Development of a Convolutional Neural Network for Automated Copy Number Variants Validation and its Application in the UKB

Development of a Convolutional Neural Network for Automated Copy Number Variants Validation and its Application in the UKB


Author(s): Simone Montalbano,Andres Ingason

Affiliation(s): Institute of Biological Psychiatry



Structural variants are a major source of variation in the human genome. In particular, copy number variants (CNVs) have been associated with multiple diseases and syndromes. CNVs are typically defined as deletions or duplications spanning ~50kbp to ~10Mbp. Genotyping arrays still remain the most widely used platform to detect CNVs from, especially in large biobanks. However, CNV calling algorithms are prone to produce a high number of false positives (from 10% up to more than 50% depending on the level of sample quality), thus requiring analysts to manually 'validate' calls. This has largely limited CNV research to the so-called recurrent loci. We have developed a machine learning algorithm based on the convolutional neural network architecture that is capable of automating the visual validation of CNVs across the whole human genome. It was trained on ~15,000 human-validated examples from UKB singletons and Icelandic trios at deCODE genetics and has an accuracy above 90% across multiple cohorts and chip types, making it on average as good as a human analyst.

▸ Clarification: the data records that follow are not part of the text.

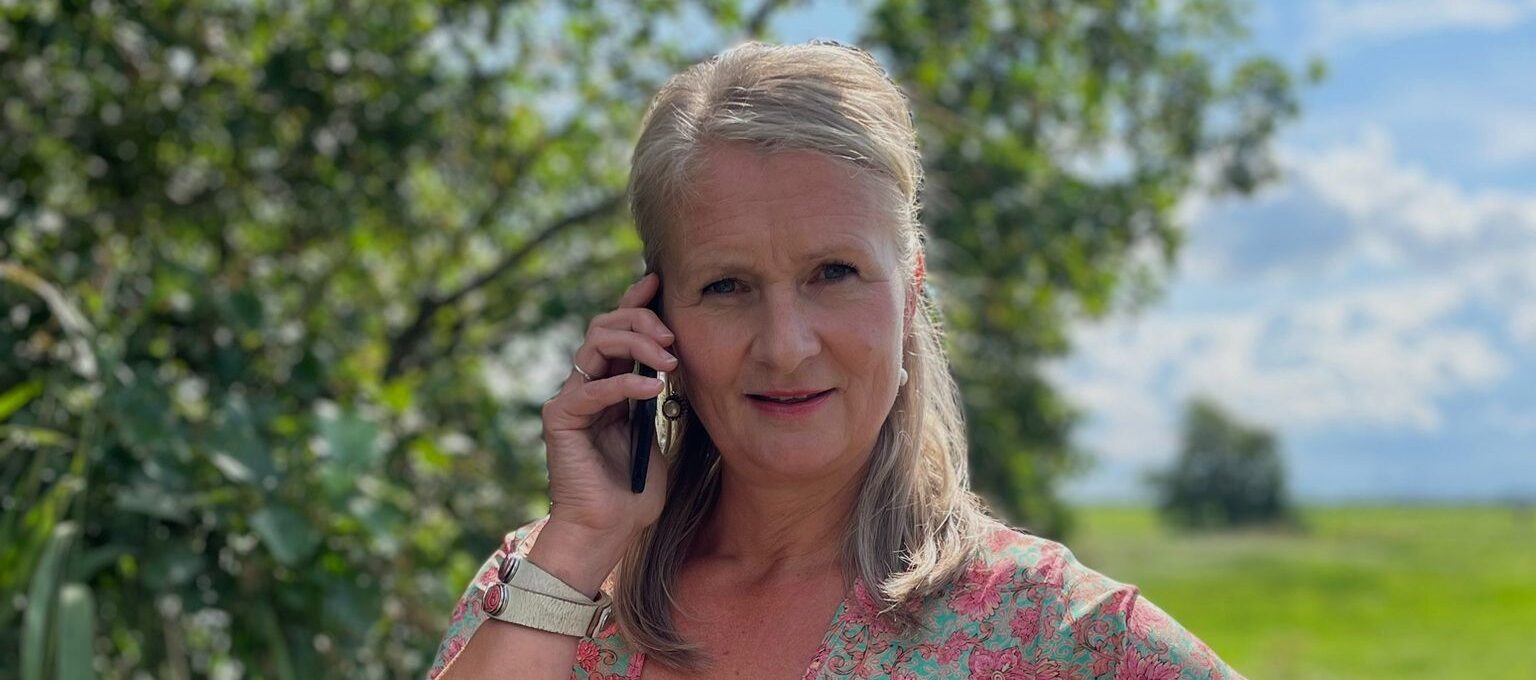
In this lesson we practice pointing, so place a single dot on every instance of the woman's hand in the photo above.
(587, 427)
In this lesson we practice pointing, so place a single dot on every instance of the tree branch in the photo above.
(427, 306)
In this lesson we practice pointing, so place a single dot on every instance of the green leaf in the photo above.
(19, 396)
(40, 600)
(286, 534)
(76, 633)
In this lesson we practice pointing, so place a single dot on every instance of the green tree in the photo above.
(1228, 473)
(1059, 137)
(280, 280)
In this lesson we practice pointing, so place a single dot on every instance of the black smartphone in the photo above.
(642, 418)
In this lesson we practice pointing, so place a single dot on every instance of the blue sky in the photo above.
(1378, 306)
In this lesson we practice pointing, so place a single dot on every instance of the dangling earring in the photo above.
(673, 407)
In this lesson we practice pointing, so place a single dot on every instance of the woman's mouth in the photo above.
(790, 406)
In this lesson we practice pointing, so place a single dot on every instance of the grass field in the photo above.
(1360, 593)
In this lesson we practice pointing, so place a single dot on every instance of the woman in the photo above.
(808, 513)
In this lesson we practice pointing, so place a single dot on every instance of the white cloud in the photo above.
(1377, 340)
(1340, 22)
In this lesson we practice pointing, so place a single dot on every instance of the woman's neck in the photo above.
(779, 530)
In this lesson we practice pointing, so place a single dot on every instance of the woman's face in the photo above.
(784, 278)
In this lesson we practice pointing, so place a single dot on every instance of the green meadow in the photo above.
(1358, 593)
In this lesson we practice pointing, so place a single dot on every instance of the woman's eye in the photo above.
(716, 287)
(839, 270)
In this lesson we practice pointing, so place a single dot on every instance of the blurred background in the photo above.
(1241, 297)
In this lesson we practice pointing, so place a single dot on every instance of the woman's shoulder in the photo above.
(1020, 570)
(1031, 597)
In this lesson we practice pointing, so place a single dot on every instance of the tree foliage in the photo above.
(1228, 475)
(1059, 137)
(284, 283)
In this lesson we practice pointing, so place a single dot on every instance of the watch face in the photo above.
(495, 599)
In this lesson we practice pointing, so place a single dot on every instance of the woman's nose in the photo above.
(785, 335)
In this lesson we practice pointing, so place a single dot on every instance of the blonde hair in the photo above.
(916, 522)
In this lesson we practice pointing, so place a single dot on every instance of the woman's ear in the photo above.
(914, 292)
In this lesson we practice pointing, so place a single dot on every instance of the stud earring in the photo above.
(673, 407)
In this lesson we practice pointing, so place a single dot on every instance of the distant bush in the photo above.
(1228, 473)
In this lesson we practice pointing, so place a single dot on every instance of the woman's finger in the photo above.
(638, 320)
(639, 292)
(622, 346)
(575, 409)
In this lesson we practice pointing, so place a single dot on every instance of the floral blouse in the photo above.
(1025, 610)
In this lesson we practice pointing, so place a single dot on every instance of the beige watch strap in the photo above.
(546, 613)
(519, 573)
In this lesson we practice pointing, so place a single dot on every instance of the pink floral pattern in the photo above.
(1023, 610)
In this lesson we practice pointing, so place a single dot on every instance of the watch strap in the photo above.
(519, 573)
(544, 611)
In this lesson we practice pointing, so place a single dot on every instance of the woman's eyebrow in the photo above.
(708, 263)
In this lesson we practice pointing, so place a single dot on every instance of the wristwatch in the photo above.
(529, 596)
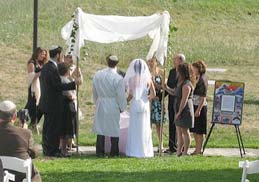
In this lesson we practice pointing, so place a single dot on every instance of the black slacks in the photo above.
(51, 134)
(34, 111)
(100, 146)
(172, 128)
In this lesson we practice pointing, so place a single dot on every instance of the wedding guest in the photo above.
(68, 112)
(34, 66)
(74, 73)
(184, 117)
(156, 103)
(16, 141)
(170, 87)
(110, 100)
(200, 106)
(51, 103)
(139, 85)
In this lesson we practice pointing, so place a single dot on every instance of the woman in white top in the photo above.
(140, 91)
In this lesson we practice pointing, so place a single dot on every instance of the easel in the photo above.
(239, 139)
(236, 89)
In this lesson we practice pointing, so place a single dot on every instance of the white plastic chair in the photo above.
(8, 176)
(19, 165)
(248, 168)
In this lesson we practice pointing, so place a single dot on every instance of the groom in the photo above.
(110, 100)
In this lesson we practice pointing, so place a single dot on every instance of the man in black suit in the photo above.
(172, 83)
(1, 171)
(15, 141)
(51, 102)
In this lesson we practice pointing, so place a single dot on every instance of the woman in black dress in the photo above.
(34, 65)
(200, 105)
(183, 106)
(156, 103)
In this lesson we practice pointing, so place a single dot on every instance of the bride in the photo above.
(140, 91)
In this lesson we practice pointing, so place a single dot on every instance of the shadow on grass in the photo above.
(251, 101)
(179, 176)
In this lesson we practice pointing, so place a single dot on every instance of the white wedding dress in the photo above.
(139, 141)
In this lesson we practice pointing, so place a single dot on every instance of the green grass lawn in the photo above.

We showcase the application of this tool in the UKB, creating the first genome-wide map of validated CNVs in a large biobank population. Furthermore, we describe how CNVs are distributed across the genome and how regions are differentially permissive or intolerant to the presence of CNVs. Finally we show how to group CNVs making them akin to SNPs in association analysis and we present the results of the association of genome wide CNVs to a wide selection of phenotypes.